Le quinquagénaire entend résolument les « mettre à la retraite » et injecter un « renouveau générationnel » a-t-il souligné le 24 septembre dans ses locaux, alors qu’il recevait le personnel de Jeune Afrique. Plus aucun doute alors qu’il sera parmi les candidats en lice aux prochaines élections, n’en déplaise à Henri Konan Bédié, Pascal Affi N’Guessan, ou à Alassane Ouattara. Et son investiture pour la présidentielle du 04 octobre à la salle Anoumabo du Palais de la culture de Treichville en est fortement la preuve.

« Je plaide pour une dynamique d’union nationale. »

Devant ses partisans venus nombreux pour vivre l’instant historique de son investiture, KKB n’a pas caché sa volonté de mener son combat politique autour de l’union.

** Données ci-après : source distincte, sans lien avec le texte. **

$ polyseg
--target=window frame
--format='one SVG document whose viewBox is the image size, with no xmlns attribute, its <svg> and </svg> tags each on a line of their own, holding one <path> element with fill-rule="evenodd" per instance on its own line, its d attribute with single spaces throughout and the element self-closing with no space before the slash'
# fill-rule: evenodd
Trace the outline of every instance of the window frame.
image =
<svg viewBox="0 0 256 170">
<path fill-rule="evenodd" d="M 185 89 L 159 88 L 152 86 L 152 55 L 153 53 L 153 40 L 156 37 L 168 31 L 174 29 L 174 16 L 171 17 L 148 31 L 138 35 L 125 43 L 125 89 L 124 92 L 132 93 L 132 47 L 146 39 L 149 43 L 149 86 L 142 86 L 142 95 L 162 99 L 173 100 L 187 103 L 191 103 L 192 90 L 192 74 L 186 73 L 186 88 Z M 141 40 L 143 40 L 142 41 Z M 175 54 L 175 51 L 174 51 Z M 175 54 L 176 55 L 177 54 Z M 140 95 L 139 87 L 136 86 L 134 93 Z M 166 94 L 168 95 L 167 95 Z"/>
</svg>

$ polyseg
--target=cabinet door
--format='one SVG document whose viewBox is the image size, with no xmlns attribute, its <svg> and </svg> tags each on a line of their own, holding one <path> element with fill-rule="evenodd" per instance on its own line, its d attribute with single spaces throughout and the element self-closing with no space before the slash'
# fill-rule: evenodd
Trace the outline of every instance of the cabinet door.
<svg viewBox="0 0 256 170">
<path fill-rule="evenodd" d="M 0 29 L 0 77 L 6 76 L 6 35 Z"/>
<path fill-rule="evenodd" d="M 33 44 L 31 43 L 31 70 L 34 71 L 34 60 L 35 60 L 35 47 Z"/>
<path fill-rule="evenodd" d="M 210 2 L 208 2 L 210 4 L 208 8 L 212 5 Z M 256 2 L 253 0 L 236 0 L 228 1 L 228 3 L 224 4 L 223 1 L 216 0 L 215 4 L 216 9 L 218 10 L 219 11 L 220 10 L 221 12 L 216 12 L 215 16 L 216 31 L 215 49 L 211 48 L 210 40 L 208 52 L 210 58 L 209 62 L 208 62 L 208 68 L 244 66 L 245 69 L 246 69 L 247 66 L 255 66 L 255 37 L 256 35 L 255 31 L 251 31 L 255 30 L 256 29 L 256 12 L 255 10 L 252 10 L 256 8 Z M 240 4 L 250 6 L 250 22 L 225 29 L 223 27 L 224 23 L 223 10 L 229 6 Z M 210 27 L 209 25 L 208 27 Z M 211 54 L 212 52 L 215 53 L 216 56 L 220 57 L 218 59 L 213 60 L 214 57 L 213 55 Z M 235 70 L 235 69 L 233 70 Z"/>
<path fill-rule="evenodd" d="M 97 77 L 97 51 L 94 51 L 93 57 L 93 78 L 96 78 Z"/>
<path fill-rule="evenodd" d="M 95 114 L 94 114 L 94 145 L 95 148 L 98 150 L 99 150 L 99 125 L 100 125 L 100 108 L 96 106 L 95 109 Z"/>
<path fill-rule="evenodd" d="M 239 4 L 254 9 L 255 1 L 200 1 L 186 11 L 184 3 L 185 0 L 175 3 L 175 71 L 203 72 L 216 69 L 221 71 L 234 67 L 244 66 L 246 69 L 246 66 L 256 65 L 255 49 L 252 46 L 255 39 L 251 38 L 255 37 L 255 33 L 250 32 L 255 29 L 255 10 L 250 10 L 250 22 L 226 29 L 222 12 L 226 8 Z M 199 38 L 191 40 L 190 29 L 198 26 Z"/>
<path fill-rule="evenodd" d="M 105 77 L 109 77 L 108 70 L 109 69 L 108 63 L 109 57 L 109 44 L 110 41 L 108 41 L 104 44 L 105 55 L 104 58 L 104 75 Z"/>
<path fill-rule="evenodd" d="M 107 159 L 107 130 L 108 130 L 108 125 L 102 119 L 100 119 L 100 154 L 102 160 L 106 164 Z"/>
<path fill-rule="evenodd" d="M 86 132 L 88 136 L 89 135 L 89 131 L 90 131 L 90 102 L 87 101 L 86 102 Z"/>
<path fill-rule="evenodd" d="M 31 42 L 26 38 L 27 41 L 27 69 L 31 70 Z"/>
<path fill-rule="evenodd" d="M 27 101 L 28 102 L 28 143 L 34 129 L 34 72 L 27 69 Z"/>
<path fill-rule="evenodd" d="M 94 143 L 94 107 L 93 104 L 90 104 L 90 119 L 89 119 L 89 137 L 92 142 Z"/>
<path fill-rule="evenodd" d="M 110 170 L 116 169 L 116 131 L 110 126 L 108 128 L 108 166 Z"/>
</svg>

« Depuis de longs mois, je plaide pour une dynamique d’union nationale. C’est-à-dire pour le rassemblement de toutes les forces, de tous les talents et de toutes les bonnes volontés qui veulent sincèrement contribuer à la renaissance de la grandeur ivoirienne ».

Plusieurs convictions politiques sont réunies pour faire de lui le prochain Président de la Côte d’Ivoire : d’abord, les failles successives de son ancien parti où il fut Député de Port-Bouët. Ensuite, sa candidature est « une candidature de revanche avec pour objectif, la pure et simple restauration d’un pouvoir perdu ». Il compte bien reconstruire sa famille politique qui cherche à diviser, à cliver, et promeut l’affrontement là où la concorde démocratique s’impose. Autre raison et non des moindres : il est le plus jeune de tous les candidats en lice. Raison suffisante pour inviter ses partisans dans ce combat qui est non seulement politique mais aussi générationnel.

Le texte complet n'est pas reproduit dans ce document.